Güncelleme Tarihi:
Eskişehir'deki anaokulunda aşçı olarak çalışan 2 çocuk annesi Ayşe Tuba Arslan, boşandığı 24 yıllık eşi Yalçın Özalpay'ın 11 Ekim'de Odunpazarı ilçesindeki Atatürk Bulvarı'nda saldırısına uğradı. Arkasından gelen Özalpay, Ayşe Tuba Arslan'ın başına satırla vurduktan sonra çevredekilerin tepkisi üzerine kaçtı. Polis ekiplerince yakalanıp gözaltına alınan Özalpay, sevk edildiği adliyede çıkarıldığı mahkemece tutuklandı. Eski eşinin satırlı saldırısı sonucu ağır yaralanan Ayşe Tuba Arslan ise sağlık görevlilerince ambulansla Osmangazi Tıp Fakültesi Hastanesi'ne kaldırılarak tedaviye alındı. Arslan, 44 gün süren yaşam mücadelesini 24 Kasım sabahı kaybetti. Cenaze töreninde tabutu kadınlar tarafından taşınan Ayşe Tuba Arslan gözyaşlarıyla toprağa verildi.

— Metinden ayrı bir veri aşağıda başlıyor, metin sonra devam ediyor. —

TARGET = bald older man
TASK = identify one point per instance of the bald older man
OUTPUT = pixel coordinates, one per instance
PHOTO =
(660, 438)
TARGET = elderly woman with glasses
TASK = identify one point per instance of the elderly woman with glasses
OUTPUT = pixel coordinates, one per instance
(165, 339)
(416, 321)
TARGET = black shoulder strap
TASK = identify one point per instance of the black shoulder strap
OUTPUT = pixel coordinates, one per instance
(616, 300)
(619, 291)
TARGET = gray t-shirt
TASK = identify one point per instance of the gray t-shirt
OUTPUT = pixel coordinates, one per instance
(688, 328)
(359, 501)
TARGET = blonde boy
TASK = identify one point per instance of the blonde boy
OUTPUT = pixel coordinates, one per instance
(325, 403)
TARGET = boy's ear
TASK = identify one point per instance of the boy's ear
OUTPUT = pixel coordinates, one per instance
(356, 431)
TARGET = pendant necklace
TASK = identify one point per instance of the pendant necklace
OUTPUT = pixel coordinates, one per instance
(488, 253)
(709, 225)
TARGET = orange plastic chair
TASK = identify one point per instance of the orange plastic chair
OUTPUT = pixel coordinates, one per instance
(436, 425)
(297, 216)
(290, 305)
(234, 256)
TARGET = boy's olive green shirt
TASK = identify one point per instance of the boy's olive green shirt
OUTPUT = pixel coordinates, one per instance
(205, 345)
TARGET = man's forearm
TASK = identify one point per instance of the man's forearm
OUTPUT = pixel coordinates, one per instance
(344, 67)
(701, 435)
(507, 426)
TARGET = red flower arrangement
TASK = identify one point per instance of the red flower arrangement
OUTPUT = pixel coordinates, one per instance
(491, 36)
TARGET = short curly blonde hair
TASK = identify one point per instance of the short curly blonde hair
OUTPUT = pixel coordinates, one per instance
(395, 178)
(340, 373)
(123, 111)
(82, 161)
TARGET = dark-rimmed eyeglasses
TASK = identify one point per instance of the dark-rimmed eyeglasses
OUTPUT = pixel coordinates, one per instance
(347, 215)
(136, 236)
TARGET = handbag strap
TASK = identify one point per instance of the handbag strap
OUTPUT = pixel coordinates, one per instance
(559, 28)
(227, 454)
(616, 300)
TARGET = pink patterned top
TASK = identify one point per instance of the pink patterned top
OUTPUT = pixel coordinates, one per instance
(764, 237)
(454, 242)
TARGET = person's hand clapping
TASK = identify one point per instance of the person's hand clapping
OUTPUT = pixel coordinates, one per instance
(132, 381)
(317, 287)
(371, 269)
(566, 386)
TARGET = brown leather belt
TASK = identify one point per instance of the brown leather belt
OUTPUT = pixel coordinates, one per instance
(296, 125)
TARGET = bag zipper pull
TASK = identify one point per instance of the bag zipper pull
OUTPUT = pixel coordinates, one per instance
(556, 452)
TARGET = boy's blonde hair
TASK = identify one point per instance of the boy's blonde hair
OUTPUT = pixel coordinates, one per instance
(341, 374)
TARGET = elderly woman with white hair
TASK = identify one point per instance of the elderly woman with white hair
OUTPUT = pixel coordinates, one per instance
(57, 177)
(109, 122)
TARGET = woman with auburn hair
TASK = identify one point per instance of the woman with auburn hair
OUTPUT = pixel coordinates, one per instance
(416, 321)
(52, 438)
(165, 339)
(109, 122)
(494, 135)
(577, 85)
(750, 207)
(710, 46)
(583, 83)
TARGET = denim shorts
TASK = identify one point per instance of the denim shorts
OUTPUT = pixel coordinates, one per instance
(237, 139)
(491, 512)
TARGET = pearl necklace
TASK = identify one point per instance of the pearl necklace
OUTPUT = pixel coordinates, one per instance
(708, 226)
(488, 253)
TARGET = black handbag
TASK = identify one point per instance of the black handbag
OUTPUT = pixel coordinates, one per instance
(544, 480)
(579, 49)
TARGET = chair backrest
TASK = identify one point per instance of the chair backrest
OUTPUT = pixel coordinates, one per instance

KIZININ MEZARINI ZİYARET ETTİ
Serdar Arslan, 8 Mart Kadınlar Günü’nde eski eşi tarafından öldürülen kızı Ayşe Tuba Arslan’ın mezarını ziyaret etti. Kızına dualar okuyan baba Arslan, “Rabbim kızımı sana emanet ediyorum" diyerek gözyaşı döktü.
Kızını zamansız kaybettiğini anlatan baba Serdar Arslan, her canlının ölümü mutlaka tadacağını ancak kızı için erken bir ölüm olduğunu söyledi.

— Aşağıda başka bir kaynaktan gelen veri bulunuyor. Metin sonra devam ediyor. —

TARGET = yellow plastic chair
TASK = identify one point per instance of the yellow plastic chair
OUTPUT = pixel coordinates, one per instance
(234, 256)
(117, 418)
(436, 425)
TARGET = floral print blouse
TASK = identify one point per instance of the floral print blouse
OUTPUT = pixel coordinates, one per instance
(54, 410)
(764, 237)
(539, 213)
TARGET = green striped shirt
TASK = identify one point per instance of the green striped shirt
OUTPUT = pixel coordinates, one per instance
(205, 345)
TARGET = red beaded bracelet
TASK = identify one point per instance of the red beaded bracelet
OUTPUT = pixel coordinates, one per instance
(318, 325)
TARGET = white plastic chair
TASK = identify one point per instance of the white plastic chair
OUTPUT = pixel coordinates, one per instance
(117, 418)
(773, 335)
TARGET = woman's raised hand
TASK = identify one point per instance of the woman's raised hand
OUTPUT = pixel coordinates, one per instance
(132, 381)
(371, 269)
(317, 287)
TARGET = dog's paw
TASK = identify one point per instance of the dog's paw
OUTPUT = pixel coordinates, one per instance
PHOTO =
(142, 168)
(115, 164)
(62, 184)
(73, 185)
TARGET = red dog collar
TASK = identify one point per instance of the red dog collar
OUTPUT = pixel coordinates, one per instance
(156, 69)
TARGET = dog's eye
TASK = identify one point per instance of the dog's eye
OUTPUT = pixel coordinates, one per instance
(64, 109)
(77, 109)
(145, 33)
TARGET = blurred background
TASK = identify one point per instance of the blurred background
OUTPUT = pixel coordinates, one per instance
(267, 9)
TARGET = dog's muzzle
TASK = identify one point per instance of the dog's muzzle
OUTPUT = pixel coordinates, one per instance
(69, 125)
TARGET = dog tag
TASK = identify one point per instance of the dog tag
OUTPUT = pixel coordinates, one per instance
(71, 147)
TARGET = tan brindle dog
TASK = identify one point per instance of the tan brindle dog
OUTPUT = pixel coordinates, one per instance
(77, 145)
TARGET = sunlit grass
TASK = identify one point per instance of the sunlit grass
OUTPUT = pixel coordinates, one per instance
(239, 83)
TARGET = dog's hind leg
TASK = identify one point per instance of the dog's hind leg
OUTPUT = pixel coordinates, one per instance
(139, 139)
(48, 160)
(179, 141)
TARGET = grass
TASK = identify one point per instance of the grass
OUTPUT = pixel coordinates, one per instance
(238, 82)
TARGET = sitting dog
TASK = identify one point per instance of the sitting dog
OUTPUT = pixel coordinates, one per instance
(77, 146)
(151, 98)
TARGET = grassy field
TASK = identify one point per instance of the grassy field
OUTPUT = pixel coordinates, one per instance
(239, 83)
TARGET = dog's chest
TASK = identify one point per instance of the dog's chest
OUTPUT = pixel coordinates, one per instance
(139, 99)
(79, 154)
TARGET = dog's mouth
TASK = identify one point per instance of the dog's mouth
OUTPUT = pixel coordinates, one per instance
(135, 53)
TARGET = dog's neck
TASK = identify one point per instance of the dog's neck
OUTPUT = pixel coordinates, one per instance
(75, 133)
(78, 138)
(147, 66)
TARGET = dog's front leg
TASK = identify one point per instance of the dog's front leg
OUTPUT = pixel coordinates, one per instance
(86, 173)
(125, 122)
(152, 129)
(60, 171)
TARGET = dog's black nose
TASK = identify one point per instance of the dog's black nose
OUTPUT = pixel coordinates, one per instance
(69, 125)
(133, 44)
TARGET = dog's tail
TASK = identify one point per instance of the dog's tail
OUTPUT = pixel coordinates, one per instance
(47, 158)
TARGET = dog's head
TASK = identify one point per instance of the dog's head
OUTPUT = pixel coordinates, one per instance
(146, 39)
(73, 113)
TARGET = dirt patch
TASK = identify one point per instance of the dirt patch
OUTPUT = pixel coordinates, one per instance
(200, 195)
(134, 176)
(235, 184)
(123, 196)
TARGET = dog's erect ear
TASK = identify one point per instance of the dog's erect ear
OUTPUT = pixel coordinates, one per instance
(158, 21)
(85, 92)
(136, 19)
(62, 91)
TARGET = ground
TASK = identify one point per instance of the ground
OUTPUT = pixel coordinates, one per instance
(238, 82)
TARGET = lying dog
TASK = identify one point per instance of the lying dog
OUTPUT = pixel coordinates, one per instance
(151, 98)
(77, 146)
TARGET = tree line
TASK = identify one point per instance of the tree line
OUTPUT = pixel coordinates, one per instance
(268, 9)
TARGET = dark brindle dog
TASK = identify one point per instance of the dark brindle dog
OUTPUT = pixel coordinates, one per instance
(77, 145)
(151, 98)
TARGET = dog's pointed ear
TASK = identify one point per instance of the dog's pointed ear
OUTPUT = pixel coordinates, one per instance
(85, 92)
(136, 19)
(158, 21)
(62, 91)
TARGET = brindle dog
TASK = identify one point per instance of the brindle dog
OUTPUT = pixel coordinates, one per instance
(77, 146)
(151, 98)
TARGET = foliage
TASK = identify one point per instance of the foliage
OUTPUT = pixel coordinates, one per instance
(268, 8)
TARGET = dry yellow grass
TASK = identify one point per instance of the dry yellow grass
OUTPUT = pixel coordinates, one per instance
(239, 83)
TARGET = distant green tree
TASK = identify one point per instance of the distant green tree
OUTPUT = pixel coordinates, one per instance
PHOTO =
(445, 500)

Arslan, “Yavrum zamansız gitti. Her canlı ölümü tadacak ama böyle bir ölüm olmaması lazım. Kızım gün yüzü görmedi. Sonradan öğrendim, evliliği yavrumun acı içinde geçmiş. Son senelerinde ayaklarının üzerinde durmaya çalışıyordu. O da nasip değilmiş. Ne diyebilirim ki sözün bittiği yerdeyiz. O benim bir tane çiçeğimdi. Bana ‘baba biz birbirimize yeteriz’ diyordu yavrum. Bir sene boyunca kızımı işe getirip götürdüm. Hastalanıp hastaneye yattım, demek ki o katil fırsat bilmiş. Kızımı sinsice takip etmiş, kızıma pusu kurmuş. Kızım görünce kaçmış ama yakalamış, satırla kafasına vurunca dizlerinin üzerine çökmüş, iki kolunu da açmış aman dilemiş. En vahşi kana susamış yaratık dahi bunu bir insana yapamaz. Yüzü ve elleri kesik, bu nasıl vahşet? Bu nasıl bir kin Yarabbi ? Bunu anlatacak kelimeler bulamıyorum. Savaş halinde dahi insan düşmanına böyle eziyet etmez. Kızım 10 gün mumya gibi sarılıydı hastanede, günde beş dakika görüyordum. Elini tuttum, öptüm, okşadım, ‘yavrum baban geldi’ dedim. Ona ‘babanı bırakıp gitme, dayan yavrum’ dedim. 44 gün her gün dua ettim. Allah kızımı bizden daha çok seviyormuş yavrumu. 44 gün sonra 25 Kasım Kadına Şiddetle Mücadele Günü'nde kadınların omuzlarında toprağa verdik. Bu nasıl bir acı, bir baba buna nasıl dayanır. Ben acımı içime gömdüm, mezara kadar gider artık” dedi.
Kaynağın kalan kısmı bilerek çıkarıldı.